“The disciples were amazed. ‘Who is this man?’ they asked. ‘Even the winds and waves obey him!’” (Matthew 8:27 NLT)
“And (the demons) cried out, saying, ‘What business do we have with each other, Son of God? Have You come here to torment us before the time?’” (Matthew 8:29 NIV)
TWO VERSES APART. TWO SEPARATE RESPONSES.
In Matthew’s account of Jesus Christ’s earthly ministry, two radically different responses to the man Jesus were presented a mere two verses apart.
In the first case, His disciples — that is, followers of Jesus himself — expressed amazement that Jesus could be awakened during a storm and,
with a single word, stop a storm that threatened their small boat. They wondered who He was!
In the second case, evil demons — that is, followers of Satan — cried out in anguish that Jesus, whom they knew as the Son of Almighty God, had come to send them to eternal punishment before their allotted time. They were inhabiting a man who lived among the tombs and, knowing Jesus would heal the man, begged Him to send them to a nearby herd of pigs.
How strange that those who knew Jesus were following the wrong guy and those who one day would shape the world for His Kingdom still hadn’t caught on that this was God’s Son.
True enough, the disciples knew Jesus was special. After all, they had obeyed His call to follow Him and had seen Him feed 5,000 men (and many more women and children) from a few loaves of bread and a couple of fish. Top that off when, in a desperate panic, they had just awakened Him from a sound sleep to tell them their boat was taking on water in a sudden storm.
Even so, they weren’t quite sure what to make of it all.
The demons knew. James, a half-brother to Jesus, assures us in his New Testament letter that “the demons believe … and shudder” (James 2:19 NIV). So, the point is made that, at least with Jesus Christ, seeing is not the same as believing.
AT FIRST GLANCE, it would seem that the demons were more in tune with the Creator of the universe than the apostles were, even though the twelve men watched the Lord daily heal the physically and mentally ill and teach with authority in the various synagogues.
That would be deceiving.
The demons had made their decision at some point in the past. For whatever reason(s), they had cast their lot with Lucifer and rebellion. The disciples, as Peter told the Lord (Matt. 19:27) “have left everything to follow you!”
How do we explain this dichotomy?
Throughout the Holy Bible, God’s followers are called to accept Him on faith, whether it’s Abraham trusting God when told to sacrifice his son on the alter, or Noah building an ark to protect against torrential rains that had never been experienced, or the priests holding the Ark of the Covenant aloft while stepping into the raging Jordan River.
The writer of Hebrews tells us in 11:1 and 11:6 that faith is “assurance about what we do not see” and that without faith, “it is impossible to please God.” God has not given us complete understanding of His world, calling us, instead, to accept him and His teaching through faith. God says His ways and thoughts are beyond our understanding (Isaiah 55:8-9), and the apostle Paul says of this earthly life, we only “know in part” (1 Cor. 13:12).

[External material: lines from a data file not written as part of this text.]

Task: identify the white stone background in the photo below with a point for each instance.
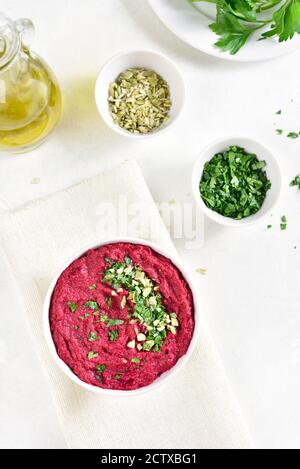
(250, 295)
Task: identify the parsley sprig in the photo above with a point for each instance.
(237, 20)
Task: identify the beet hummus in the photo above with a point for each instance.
(121, 315)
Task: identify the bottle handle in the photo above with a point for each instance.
(26, 31)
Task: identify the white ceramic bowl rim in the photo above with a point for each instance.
(262, 153)
(161, 379)
(157, 56)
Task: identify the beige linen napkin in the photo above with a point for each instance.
(195, 409)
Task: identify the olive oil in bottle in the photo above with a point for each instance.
(30, 98)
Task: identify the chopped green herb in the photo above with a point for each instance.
(93, 337)
(72, 307)
(114, 322)
(103, 318)
(100, 368)
(296, 182)
(92, 305)
(128, 261)
(86, 316)
(135, 360)
(234, 183)
(149, 309)
(113, 335)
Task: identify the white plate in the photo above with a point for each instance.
(192, 27)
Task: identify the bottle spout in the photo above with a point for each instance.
(9, 41)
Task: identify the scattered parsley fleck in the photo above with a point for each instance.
(296, 182)
(113, 335)
(127, 260)
(283, 225)
(201, 271)
(108, 302)
(135, 360)
(100, 368)
(93, 337)
(86, 316)
(72, 307)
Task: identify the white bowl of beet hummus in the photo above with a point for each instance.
(121, 317)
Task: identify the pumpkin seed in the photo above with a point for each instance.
(139, 100)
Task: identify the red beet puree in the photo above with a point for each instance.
(94, 326)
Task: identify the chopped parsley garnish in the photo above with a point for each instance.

Is it no wonder, then, that after calming the seas, Jesus rebukes His disciples (Matt. 8:26) for their “little faith” instead of their lack of knowledge?
THAT LEAVES US with a demarcation between knowledge of Jesus on the one hand and acceptance of Him as our Lord and Savior on the other. Just “knowing” about Jesus, that He was a healer, a teacher, and a religious leader who claimed a unique relationship with the eternal God is not sufficient.
Both the demons and the disciples prove that. The demons knew who Jesus was and refused to worship Him. The disciples were unable to grasp the fullness of Jesus’ person during His earthly ministry, yet they devoted themselves to following Him.
Eventually, after Jesus’ death and resurrection and the coming of the Holy Spirit, the disciples would understand so much more, but their commitment to Him was forged without complete knowledge.
What God calls us to do is accept Him at His Word, to trust Him, to place our faith in Him. This is true throughout Scripture, as God’s consistency is displayed (Joel 2:32; Rom. 10:13).
Fortunately for us, His Word is a saving grace, and all who call upon His name, who have faith in Him, will find salvation.
PRAYER: O Heavenly Father, we ask forgiveness for our weakness, when we doubt Your omnipotent power, when our faith falters as we struggle through life on our own power. Merely knowing about You is not enough. Accepting You in our hearts is what You want. If we obey, You promise us life. Through Jesus’ Name we lift this prayer. Amen.